Earn a 50% discount on the DP-600 certification exam by completing the Fabric 30 Days to Learn It challenge.
i have a huge amount of data about 2.6 million rows..
i need to reduce the loading time.. cuz it takes more than a minute to load
the dax measures that calculate starting count ( count_min) and ending count( count_max ) and turnover for multiple values .. but it takes too long to execute
the huge date is split into multiple different tables and a distinct user table as fact table..
the different tables have data based on date
and i need to calculate the values for each table in a specific point in time .. which requires searching each table and getting the max date before the specific date and this same logic need to be done for each table and i have atleast 5 diff tables where i need to get the data from..
this is one of many main measures for the count at starting date.
count_min =
var SelectedMaxDate =
// Min('Calendar'[Date])
[relative_date_min]
// DATE(2024,2,31)
var selectedDealer =
Values('Dealer/District/Zone/Region_Lookup'[DealerID])
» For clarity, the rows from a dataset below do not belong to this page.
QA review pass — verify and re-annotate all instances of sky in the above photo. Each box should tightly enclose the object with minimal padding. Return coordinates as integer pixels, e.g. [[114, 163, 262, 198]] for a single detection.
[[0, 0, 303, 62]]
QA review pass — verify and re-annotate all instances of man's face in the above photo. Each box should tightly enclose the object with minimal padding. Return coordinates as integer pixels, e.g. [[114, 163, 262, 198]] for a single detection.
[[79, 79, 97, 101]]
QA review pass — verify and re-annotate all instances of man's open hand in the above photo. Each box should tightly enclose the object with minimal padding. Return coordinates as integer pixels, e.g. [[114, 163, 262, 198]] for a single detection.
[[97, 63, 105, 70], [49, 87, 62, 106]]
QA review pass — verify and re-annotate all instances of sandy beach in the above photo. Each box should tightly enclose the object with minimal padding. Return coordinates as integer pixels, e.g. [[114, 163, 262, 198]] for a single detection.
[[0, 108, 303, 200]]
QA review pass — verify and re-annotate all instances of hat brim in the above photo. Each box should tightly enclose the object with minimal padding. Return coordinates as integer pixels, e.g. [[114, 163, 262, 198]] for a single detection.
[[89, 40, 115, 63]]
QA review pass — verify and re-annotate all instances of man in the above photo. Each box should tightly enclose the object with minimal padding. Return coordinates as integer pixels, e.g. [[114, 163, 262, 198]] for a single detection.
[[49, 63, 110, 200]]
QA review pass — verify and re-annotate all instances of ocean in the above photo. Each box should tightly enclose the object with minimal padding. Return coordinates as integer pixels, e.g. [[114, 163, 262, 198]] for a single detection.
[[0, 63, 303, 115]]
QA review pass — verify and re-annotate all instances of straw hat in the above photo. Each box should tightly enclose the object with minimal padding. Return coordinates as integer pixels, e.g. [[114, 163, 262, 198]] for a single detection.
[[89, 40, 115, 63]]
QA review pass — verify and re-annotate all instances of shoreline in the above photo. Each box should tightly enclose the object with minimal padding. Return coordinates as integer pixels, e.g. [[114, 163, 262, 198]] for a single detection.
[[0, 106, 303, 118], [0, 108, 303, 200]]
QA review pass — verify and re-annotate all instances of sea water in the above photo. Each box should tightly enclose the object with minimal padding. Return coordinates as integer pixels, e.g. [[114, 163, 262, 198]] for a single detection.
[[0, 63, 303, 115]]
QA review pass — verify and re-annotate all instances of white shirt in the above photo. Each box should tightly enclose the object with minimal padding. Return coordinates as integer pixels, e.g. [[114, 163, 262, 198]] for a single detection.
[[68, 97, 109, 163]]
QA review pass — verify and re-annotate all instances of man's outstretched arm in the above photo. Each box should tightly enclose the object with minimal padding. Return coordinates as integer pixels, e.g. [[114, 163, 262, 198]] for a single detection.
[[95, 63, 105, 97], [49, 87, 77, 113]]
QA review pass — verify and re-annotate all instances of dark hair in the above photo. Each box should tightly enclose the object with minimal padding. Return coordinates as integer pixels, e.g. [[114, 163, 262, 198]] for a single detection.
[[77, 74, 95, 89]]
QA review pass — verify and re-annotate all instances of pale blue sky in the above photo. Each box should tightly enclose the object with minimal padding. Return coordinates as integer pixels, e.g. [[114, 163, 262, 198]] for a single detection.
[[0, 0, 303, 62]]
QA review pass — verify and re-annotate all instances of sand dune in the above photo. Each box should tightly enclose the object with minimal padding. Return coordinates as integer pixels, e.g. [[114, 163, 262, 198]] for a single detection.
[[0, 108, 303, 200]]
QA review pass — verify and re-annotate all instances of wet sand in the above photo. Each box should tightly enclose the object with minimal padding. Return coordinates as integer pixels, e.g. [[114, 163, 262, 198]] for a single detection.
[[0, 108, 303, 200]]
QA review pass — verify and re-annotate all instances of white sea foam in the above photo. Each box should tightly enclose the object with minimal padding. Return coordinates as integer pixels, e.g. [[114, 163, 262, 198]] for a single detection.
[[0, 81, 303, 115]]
// SELECTEDVALUE('Dealer/District/Zone/Region_Lookup'[DealerID])
// "10130"
var selectedJob =
Values(Job_Lookup[JobID])
// SELECTEDVALUE(Job_Lookup[JobID])
// "D102"
var selectedTenure =
Values(TenureSort_Reference[TenureSort])
var selectedDriveR =
Values(DriveReimbursement_Shadow[DriveParticipation])
RETURN
calculate(
SUMX(
'User_Shadow',
CALCULATE (
COUNTX(
FILTER(
User_Shadow,
// Calculation_shadow[latestJob_min] = Maxx(RELATEDTABLE(Job_Shadow),Job_Shadow[PRIMARY_JOB_CD]) &&
// Calculation_shadow[latestDealer_min] = Maxx(RELATEDTABLE(Dealer_Shadow),Dealer_Shadow[DLR_CD])
// &&
Calculation_shadow[latestDealer_min] in selectedDealer
&& Calculation_shadow[latestJob_min] in selectedJob
&& Calculation_shadow[latestTenure_min] in selectedTenure
&& Calculation_shadow[latestDriveR_min] in selectedDriveR
&&
NOT(Calculation_shadow[latestJob_min] IN {"D345", "D346", "D347", "D365", "D366", "D367"})
&& LEFT(Calculation_shadow[latestJob_min], 1) = "D"
&&
// ( LatestHireBeforeSelectedDate = Calculation_shadow[latestHire_min]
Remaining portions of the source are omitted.